Choose Monarch Money if you:
- Need Android or web access
- Share finances with a partner and want joint login
- Want an AI assistant that answers spending questions
- Prefer a single dashboard for budgets, investments, goals, and net worth
Choose Copilot Money if you:
- Use only Apple devices and want the best native experience
- Prefer automated categorization that learns your habits
- Want a lower annual price for a solo subscription
- Value design polish and speed over breadth of features
Verdict
Monarch Money is the more versatile app. It works everywhere, supports couples, and covers more financial ground with features like goal tracking and an AI assistant. If you need a single tool that two people can share across any device, Monarch is the clear pick.
Copilot Money is the more refined app. It does fewer things but does them with exceptional polish on Apple hardware. If you are a solo iPhone or Mac user who values a fast, beautiful interface and automated categorization, Copilot is hard to beat.
Neither is a bad choice. The deciding factors are platform and household size. Start with whichever trial matches your situation — seven days for Monarch, one month for Copilot — and see which workflow sticks.
Compare more budgeting tools side by side →
Frequently Asked Questions
Does Copilot Money work on Android?
No. Copilot is available on iPhone, iPad, and Mac only. There is no Android app and no web version. If you need cross-platform access, Monarch Money is the better fit.
Can two people share a Copilot Money account?
Copilot does not offer multi-user or couples access. Monarch Money includes shared access for two people at no additional cost.
Which app has better investment tracking?
Both are solid.
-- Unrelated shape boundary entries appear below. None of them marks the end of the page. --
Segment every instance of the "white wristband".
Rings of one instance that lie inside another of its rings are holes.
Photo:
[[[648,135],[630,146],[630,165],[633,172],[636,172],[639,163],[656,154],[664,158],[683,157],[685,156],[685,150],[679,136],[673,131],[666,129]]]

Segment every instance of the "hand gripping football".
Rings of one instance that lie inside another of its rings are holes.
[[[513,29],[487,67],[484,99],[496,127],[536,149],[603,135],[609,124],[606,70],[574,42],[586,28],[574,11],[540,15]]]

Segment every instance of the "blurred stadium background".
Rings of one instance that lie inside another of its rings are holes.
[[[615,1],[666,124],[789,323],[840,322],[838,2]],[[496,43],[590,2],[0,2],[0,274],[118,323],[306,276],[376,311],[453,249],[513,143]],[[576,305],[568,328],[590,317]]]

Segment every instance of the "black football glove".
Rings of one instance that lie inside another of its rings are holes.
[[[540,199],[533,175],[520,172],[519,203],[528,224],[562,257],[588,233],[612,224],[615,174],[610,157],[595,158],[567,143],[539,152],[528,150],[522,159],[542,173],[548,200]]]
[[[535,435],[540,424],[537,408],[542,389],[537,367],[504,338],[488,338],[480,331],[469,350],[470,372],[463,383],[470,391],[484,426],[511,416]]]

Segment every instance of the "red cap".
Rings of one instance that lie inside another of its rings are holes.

Monarch shows slightly more data; Copilot presents the same information with a cleaner visual design. For most people, the difference is cosmetic.
Is Monarch Money worth the higher price?
For couples, Monarch’s per-person cost is actually lower than Copilot. For solo users, Copilot’s $69.99/year plan offers strong value. It depends on whether you need Monarch’s extra features or Copilot’s Apple-native experience.